Peki ya vazgeçtiklerimiz? Bir çok kez kendimiz dışındaki insanları, toplumu, ailemizi mutlu etmek için bir çok şeyden vazgeçmişizdir. Ailemize uygun değil diye belki hayatımızın aşkından, elalem ne der diye belki de yapmak istediğimiz hobimizden/keyfimizden, sevgilim istemiyor diye arkadaşlarımızdan…. liste uzayıp gidiyor.
Hatırlamak istemiyorum deyip aslında hiç unutmadıklarımız da vardır. Sevgili ile geçirilen vakitler, gidilen sinema, cafe, mekan, kaybettiğimiz bir yakınımıza ait anılar.. Aslında bunları gömdük diye düşünürüz ama hep taze dururlar hafızamızda. Bazen bilgisayarlar gibi keşke bizlerinde hafızasından unutmak istediğimiz şeyler silinebilse. Ama olmuyor. Belki de insan olmanın ve duygu taşıyor olmanın en büyük özelliği bu.

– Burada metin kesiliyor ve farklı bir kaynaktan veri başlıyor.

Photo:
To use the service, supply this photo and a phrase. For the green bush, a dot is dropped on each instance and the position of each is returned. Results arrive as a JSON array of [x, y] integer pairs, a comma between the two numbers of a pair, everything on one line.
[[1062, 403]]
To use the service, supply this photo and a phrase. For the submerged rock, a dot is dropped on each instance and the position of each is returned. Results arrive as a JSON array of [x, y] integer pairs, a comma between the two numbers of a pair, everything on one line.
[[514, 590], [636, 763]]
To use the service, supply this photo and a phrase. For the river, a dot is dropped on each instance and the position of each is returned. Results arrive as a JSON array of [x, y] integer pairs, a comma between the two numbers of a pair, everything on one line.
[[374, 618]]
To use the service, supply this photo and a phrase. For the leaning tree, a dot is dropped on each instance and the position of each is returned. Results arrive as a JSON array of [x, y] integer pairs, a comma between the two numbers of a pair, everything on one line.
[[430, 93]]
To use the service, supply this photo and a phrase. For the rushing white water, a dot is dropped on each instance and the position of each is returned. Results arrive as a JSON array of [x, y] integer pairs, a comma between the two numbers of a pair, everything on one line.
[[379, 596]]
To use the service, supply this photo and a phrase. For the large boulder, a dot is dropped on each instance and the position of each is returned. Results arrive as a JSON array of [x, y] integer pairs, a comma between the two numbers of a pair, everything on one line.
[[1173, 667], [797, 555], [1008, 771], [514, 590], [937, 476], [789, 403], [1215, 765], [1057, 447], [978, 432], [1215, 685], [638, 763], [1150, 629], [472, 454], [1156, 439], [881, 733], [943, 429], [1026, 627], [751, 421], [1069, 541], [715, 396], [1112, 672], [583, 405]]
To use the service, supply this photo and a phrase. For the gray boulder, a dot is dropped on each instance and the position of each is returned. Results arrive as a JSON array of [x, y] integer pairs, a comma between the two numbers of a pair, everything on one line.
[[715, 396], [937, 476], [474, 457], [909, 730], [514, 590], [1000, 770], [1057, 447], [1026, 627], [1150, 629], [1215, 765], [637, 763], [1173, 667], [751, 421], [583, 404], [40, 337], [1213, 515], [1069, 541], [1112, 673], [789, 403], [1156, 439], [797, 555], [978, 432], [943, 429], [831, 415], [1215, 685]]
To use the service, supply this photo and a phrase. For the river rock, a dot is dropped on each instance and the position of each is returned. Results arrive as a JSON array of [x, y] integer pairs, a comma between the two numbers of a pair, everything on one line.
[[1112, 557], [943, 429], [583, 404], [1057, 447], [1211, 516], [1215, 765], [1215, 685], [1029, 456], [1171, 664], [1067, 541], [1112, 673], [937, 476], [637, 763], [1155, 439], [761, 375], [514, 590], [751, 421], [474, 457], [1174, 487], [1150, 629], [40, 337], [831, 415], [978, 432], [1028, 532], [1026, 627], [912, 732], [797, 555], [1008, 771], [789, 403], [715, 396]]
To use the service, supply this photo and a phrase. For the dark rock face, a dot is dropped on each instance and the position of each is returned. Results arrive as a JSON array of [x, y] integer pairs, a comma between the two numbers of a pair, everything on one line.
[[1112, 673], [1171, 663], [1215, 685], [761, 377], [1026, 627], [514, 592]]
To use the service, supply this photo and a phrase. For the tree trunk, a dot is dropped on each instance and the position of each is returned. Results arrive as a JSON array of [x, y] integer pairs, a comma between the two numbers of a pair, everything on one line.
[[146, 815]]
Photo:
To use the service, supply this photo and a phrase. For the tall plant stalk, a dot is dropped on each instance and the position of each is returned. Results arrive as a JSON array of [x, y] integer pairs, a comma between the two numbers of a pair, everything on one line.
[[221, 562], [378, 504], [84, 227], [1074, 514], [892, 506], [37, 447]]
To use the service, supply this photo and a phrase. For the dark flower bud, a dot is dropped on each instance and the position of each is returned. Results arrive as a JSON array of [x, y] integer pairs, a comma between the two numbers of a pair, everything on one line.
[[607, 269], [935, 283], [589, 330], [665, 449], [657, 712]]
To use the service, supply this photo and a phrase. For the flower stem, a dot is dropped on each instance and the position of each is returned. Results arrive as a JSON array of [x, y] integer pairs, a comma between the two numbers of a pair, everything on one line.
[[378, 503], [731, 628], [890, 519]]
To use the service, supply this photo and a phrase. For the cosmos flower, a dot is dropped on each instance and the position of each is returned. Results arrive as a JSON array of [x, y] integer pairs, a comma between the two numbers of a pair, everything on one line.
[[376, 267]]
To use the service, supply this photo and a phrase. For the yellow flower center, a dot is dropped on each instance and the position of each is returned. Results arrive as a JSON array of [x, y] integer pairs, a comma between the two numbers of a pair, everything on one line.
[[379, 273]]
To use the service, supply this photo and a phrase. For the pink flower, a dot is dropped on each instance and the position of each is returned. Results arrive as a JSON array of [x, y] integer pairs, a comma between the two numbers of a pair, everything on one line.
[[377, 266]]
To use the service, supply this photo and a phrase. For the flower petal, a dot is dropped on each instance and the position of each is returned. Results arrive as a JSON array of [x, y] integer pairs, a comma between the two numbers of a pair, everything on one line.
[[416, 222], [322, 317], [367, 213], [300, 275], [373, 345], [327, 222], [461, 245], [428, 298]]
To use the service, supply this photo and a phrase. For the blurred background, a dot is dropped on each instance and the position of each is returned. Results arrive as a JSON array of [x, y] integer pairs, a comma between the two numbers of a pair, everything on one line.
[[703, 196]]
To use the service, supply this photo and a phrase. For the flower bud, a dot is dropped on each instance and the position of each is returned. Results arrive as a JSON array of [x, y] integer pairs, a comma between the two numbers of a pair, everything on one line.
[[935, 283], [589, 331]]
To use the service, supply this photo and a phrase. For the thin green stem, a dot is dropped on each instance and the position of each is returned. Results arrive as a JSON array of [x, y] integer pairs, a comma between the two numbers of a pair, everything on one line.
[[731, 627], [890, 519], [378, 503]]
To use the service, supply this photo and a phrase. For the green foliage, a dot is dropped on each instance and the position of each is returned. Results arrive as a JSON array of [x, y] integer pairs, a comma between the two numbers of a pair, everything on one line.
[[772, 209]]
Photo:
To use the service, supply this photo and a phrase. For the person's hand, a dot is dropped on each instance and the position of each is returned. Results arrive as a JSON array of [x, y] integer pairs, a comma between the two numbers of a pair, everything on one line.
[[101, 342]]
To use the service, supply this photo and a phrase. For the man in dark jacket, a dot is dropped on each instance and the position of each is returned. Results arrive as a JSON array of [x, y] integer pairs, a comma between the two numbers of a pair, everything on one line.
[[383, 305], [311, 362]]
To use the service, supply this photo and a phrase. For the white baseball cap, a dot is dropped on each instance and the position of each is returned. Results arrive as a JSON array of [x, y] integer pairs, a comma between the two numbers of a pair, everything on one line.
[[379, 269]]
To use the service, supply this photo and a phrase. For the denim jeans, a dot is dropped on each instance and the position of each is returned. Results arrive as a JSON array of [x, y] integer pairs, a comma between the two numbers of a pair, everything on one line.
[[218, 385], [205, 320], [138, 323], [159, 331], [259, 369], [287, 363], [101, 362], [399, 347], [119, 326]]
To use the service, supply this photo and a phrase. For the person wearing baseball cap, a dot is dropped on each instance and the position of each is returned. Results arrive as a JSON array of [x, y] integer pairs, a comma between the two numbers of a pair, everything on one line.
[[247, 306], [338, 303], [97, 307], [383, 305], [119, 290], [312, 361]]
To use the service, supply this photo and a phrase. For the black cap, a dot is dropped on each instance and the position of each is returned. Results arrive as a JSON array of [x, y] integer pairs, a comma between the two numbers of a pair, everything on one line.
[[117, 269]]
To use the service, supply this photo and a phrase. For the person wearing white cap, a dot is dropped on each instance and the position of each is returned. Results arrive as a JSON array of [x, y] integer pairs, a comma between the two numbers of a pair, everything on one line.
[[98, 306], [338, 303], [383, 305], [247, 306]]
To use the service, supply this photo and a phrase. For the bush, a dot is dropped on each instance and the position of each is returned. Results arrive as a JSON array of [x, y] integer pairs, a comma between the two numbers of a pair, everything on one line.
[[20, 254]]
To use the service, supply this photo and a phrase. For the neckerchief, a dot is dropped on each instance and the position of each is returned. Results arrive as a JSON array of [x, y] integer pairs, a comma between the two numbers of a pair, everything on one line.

Acılar, sevinçler, heyecanlar, hayal kırıklıkları derken belki de ömrünün büyük kısmını harcamış oluyorsun. Birçok çaba, hırs… Peki ne için? Ayakta kalmak için? Belki. Mutlu olmak için? Belki. Aslında sadece yaşamak için bütün bu yapılanlar. Doğduğumuz anda aldığımız ilk nefesten ölürken vereceğimiz son nefese kadar, kısacası bir nefes kadar kısa ömrümüz….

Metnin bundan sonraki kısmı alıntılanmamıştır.